Four collaborative exercises to help you be lean
Here's four collaborative exercises in Freehand to help you and your design team be lean and bring partners into the process.
User experience audit template
A user experience audit helps you find the biggest fires. The experience audit focuses on locating inconsistencies within your product. You can then create a list of work to fix the inconsistencies and standardize the user experience.
Architecture planning template
Design system architecture planning ensures you don't reinvent the wheel. Define some basic areas of your design system and what should be in each.
InVision's template provides principles, foundations, components, and patterns. You can change each area to reflect what's important for your system (or what you've seen in other systems). This exercise helps build a common understanding of your design system and how to talk about it. The next steps area of the template helps you plan and rank the different types of work
Design token planning template
Design token planning helps you get the best of basics. Design tokens are a flexible way to express design decisions across your design system. Tokens create a link between design and engineering.

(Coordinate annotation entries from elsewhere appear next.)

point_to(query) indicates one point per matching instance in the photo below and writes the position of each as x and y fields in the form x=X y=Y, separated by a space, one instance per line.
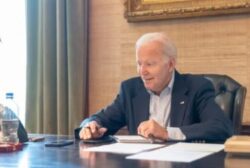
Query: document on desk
x=179 y=152
x=123 y=148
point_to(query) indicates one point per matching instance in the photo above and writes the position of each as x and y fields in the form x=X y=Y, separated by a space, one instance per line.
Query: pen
x=151 y=138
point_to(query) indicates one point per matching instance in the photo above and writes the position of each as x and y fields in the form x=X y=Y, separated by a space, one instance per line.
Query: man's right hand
x=92 y=131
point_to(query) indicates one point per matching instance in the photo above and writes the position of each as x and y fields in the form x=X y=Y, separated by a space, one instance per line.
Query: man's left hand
x=151 y=128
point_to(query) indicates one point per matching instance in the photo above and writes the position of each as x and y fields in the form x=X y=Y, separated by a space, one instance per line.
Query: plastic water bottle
x=10 y=121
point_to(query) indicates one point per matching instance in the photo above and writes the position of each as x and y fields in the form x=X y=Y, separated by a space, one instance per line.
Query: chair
x=230 y=96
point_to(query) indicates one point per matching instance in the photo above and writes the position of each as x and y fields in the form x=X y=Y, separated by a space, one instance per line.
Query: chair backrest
x=230 y=96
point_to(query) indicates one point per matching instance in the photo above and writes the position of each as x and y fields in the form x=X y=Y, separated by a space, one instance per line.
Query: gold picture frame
x=143 y=10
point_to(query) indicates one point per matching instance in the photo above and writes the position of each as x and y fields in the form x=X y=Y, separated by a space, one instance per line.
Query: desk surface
x=35 y=154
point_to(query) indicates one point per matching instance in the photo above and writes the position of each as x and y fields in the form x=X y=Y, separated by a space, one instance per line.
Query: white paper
x=180 y=152
x=131 y=139
x=125 y=148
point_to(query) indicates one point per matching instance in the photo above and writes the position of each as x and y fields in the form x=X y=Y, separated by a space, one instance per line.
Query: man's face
x=154 y=67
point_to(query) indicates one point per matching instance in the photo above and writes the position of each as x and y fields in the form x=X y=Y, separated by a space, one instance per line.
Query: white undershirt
x=159 y=110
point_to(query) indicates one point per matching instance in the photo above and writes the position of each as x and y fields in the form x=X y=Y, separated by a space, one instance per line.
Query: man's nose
x=143 y=70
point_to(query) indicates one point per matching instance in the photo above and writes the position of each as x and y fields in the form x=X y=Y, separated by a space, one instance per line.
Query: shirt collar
x=168 y=88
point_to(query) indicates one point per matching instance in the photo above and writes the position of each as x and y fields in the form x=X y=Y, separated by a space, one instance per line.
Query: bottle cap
x=9 y=95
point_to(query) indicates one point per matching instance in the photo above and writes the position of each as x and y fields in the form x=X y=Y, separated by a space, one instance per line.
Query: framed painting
x=143 y=10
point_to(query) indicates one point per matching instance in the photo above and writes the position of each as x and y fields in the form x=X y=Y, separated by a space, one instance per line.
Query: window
x=13 y=52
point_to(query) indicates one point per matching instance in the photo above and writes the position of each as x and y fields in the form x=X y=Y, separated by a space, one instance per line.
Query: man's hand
x=151 y=128
x=92 y=131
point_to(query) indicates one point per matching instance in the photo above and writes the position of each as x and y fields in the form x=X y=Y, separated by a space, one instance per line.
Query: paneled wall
x=219 y=44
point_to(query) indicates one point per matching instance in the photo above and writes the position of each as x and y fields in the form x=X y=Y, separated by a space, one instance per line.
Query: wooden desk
x=35 y=154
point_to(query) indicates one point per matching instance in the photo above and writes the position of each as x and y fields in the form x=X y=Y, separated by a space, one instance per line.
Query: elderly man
x=161 y=103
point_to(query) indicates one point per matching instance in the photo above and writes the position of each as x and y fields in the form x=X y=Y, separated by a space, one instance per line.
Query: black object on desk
x=59 y=143
x=105 y=139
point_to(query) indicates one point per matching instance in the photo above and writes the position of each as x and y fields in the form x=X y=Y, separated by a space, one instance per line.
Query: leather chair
x=230 y=96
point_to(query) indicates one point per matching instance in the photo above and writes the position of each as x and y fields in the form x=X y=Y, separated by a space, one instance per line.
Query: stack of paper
x=239 y=144
x=125 y=148
x=180 y=152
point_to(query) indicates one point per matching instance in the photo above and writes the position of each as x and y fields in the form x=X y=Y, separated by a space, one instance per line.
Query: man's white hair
x=169 y=48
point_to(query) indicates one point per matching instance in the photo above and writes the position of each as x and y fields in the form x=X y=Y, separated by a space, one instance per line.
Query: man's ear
x=172 y=63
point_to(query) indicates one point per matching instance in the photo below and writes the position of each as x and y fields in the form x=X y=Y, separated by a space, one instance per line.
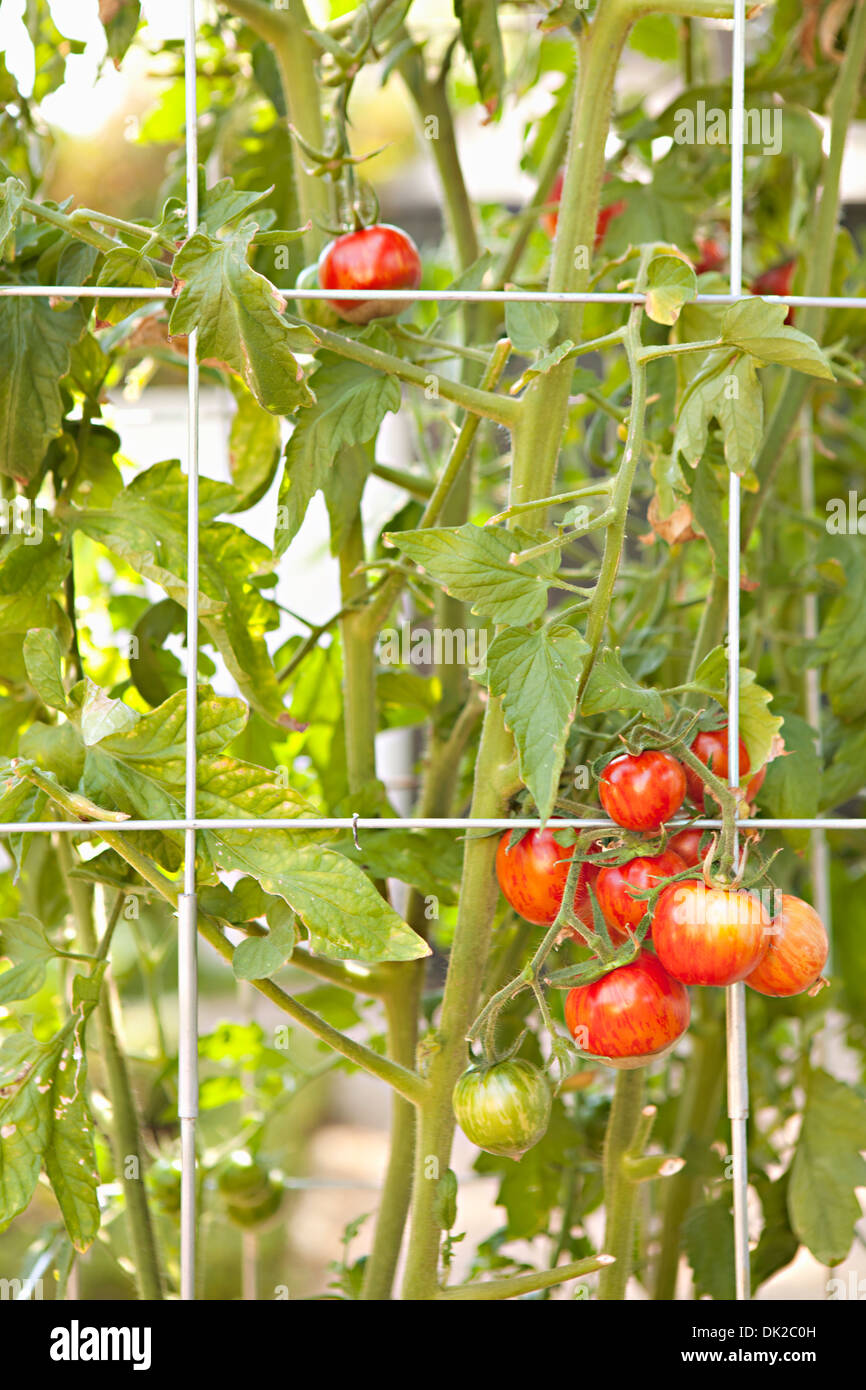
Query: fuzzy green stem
x=620 y=1193
x=485 y=403
x=125 y=1136
x=517 y=1285
x=697 y=1121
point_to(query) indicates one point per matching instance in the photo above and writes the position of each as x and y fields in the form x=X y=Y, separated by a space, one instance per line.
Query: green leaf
x=43 y=660
x=483 y=42
x=535 y=674
x=262 y=957
x=146 y=527
x=758 y=327
x=24 y=943
x=758 y=727
x=530 y=325
x=11 y=195
x=670 y=284
x=224 y=203
x=845 y=776
x=426 y=859
x=350 y=403
x=471 y=563
x=793 y=783
x=124 y=267
x=35 y=344
x=253 y=448
x=827 y=1168
x=341 y=909
x=729 y=392
x=28 y=576
x=239 y=319
x=70 y=1158
x=120 y=21
x=708 y=1235
x=610 y=687
x=344 y=488
x=777 y=1246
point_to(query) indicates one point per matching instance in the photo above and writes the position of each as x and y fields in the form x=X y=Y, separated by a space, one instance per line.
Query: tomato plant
x=797 y=951
x=709 y=936
x=630 y=1015
x=711 y=747
x=622 y=909
x=455 y=566
x=503 y=1108
x=642 y=791
x=371 y=257
x=533 y=876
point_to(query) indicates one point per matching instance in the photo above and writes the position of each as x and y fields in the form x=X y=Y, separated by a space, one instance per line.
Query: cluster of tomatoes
x=701 y=933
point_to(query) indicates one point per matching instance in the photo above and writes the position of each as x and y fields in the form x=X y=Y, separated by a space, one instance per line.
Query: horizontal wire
x=462 y=296
x=412 y=823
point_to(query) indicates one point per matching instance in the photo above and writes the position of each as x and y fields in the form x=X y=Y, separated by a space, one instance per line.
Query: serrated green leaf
x=535 y=676
x=146 y=526
x=610 y=687
x=344 y=913
x=483 y=42
x=239 y=319
x=262 y=957
x=350 y=403
x=670 y=284
x=726 y=391
x=253 y=448
x=124 y=267
x=35 y=344
x=11 y=195
x=530 y=325
x=120 y=20
x=708 y=1235
x=473 y=563
x=758 y=327
x=827 y=1168
x=43 y=660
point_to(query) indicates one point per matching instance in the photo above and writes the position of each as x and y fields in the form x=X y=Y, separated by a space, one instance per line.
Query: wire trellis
x=191 y=824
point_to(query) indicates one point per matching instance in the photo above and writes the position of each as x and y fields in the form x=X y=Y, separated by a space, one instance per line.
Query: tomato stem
x=624 y=1127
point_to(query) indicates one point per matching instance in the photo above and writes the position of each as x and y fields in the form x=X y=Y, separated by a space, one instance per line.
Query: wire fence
x=188 y=1029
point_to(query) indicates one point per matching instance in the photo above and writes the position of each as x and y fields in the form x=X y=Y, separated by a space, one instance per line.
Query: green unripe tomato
x=503 y=1108
x=250 y=1216
x=242 y=1179
x=164 y=1184
x=314 y=310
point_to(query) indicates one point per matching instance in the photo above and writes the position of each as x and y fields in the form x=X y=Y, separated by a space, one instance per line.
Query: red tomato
x=533 y=877
x=631 y=1015
x=376 y=257
x=622 y=911
x=709 y=936
x=687 y=844
x=776 y=281
x=711 y=747
x=641 y=791
x=797 y=952
x=709 y=255
x=603 y=220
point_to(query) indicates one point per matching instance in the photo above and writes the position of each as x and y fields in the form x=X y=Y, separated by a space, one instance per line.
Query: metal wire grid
x=188 y=1080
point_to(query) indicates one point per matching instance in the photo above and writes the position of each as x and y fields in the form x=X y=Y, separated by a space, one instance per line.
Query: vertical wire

This exercise walks you through defining global design tokens, components, and component-level tokens. InVision uses this exercise as a hand off for our engineers to then create the design tokens.
Design system component template
Use the design system component template to win friends, not battles. You won't be too far into your design system before contributions from others become essential to success. The challenges arise when contributors don't know the system to the same level of detail as you.
This template brings together all your partners (designers, engineers, product owners) with the design system team to have a conversation in a single place. Collect information about who's responsible for individual components. Collect design proposals for new components. A dedicated technical approach section ensures engineers have space to consider how they'll build and deploy the component, and any challenges.
Consumers of the design system felt more involved and included in the conversation, and the design system team developed greater empathy for what users of the system needed to achieve.